Figure 5: RL training reward, evaluation accuracy, and average tool call counts for DeepDive-32B, showing progressive adoption of deeper search strategies.

Generalization and Transfer

Despite being trained on complex, KG-derived data, DeepDive generalizes well to simpler search tasks (e.g., HotpotQA, WebWalker), outperforming both open-source and proprietary baselines. This suggests that skills acquired on hard, ambiguous tasks transfer effectively to more direct information-seeking scenarios.

Figure 6: DeepDive generalization on simple search benchmarks, with RL further improving performance.

Test-Time Scaling: Tool Calls and Parallel Sampling

DeepDive's performance scales with the allowed number of tool calls at inference. Increasing the tool call budget leads to monotonic accuracy gains, with RL-trained models benefiting more from larger budgets. Additionally, parallel sampling—running multiple independent trajectories per question—enables further gains. Selecting the answer with the fewest tool calls among samples yields higher accuracy than majority voting, leveraging the empirical correlation between shorter trajectories and correctness.

Figure 7: Tool call scaling of DeepDive-32B and SFT-only variant on BrowseComp and BrowseComp-ZH.

Figure 8: Comparison of answer selection strategies in 8-parallel sampling; minimal tool call selection outperforms majority voting.

Ablation and Data Studies

Ablation experiments confirm that both the synthetic KG-based data and the RL stage are essential for activating long-horizon search capabilities. Fine-tuning or RL on simpler datasets (e.g., HotpotQA) yields only marginal improvements, whereas DeepDive's data and RL pipeline produce substantial gains in both accuracy and tool call depth. An additional semi-automated, human-in-the-loop data synthesis pipeline further boosts performance, with DeepDive-32B reaching 22.2% accuracy on BrowseComp when trained with this i.i.d. data.

Limitations and Future Directions

While DeepDive's data synthesis pipeline produces challenging QA pairs, the upper bound of difficulty remains below that of benchmarks like BrowseComp, limiting maximal attainable performance.

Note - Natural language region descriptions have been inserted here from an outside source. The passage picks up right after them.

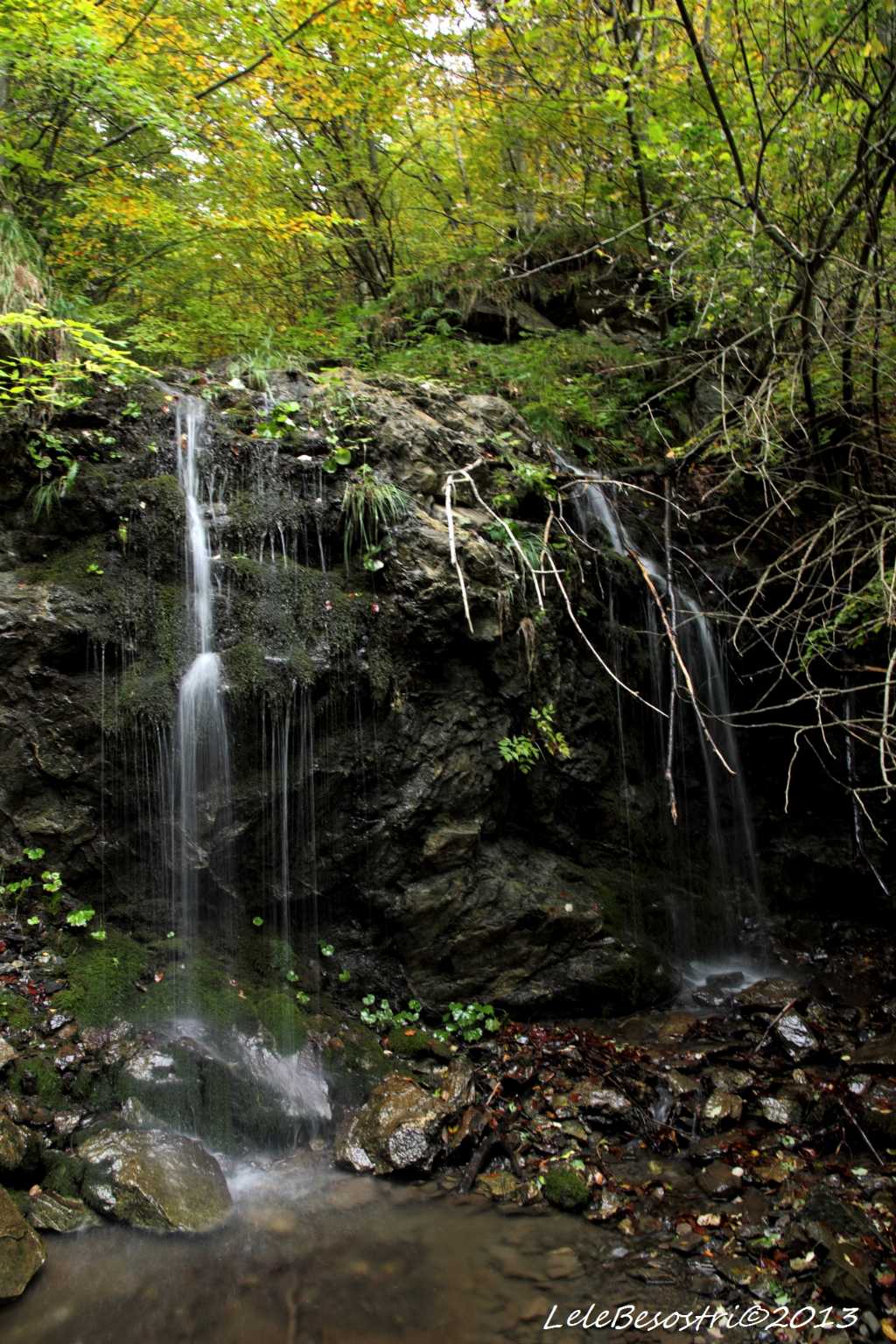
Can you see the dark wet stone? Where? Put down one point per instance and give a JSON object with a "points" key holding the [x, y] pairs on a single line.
{"points": [[719, 1180], [795, 1037], [398, 1130], [22, 1253], [878, 1053], [602, 1101], [50, 1213], [722, 1108], [14, 1145], [155, 1180], [780, 1110], [770, 995]]}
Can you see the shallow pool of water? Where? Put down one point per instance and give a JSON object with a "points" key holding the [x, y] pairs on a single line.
{"points": [[316, 1256]]}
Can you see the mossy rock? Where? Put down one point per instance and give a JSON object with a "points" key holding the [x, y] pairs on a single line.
{"points": [[411, 1043], [102, 980], [22, 1253], [566, 1188], [15, 1012], [145, 694]]}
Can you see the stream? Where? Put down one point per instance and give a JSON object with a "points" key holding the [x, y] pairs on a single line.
{"points": [[315, 1256]]}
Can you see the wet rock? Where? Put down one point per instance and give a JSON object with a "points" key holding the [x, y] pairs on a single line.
{"points": [[136, 1115], [14, 1145], [607, 1206], [22, 1253], [719, 1181], [458, 1088], [676, 1026], [452, 844], [52, 1213], [722, 1108], [878, 1053], [564, 1263], [730, 1080], [398, 1130], [566, 1188], [878, 1109], [499, 1186], [795, 1037], [841, 1230], [155, 1180], [780, 1110], [680, 1085], [517, 927], [767, 995], [598, 1101]]}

The RL training regime, focused on difficult data, can induce "over-search" behaviors, suggesting the need for more nuanced reward shaping and curriculum design. Addressing these issues—potentially via more sophisticated data generation, adaptive reward functions, or hierarchical RL—remains an open research direction.

Conclusion

DeepDive demonstrates that scalable, automated synthesis of hard-to-find QA data from KGs, combined with end-to-end multi-turn RL, can substantially advance the capabilities of open-source deep search agents. The framework achieves new state-of-the-art results among open models, exhibits strong generalization, and provides empirical evidence that both data and RL are critical for aligning LLMs with long-horizon, tool-augmented reasoning. The open release of datasets, models, and code will facilitate further progress in the development of autonomous, verifiable, and robust deep search systems.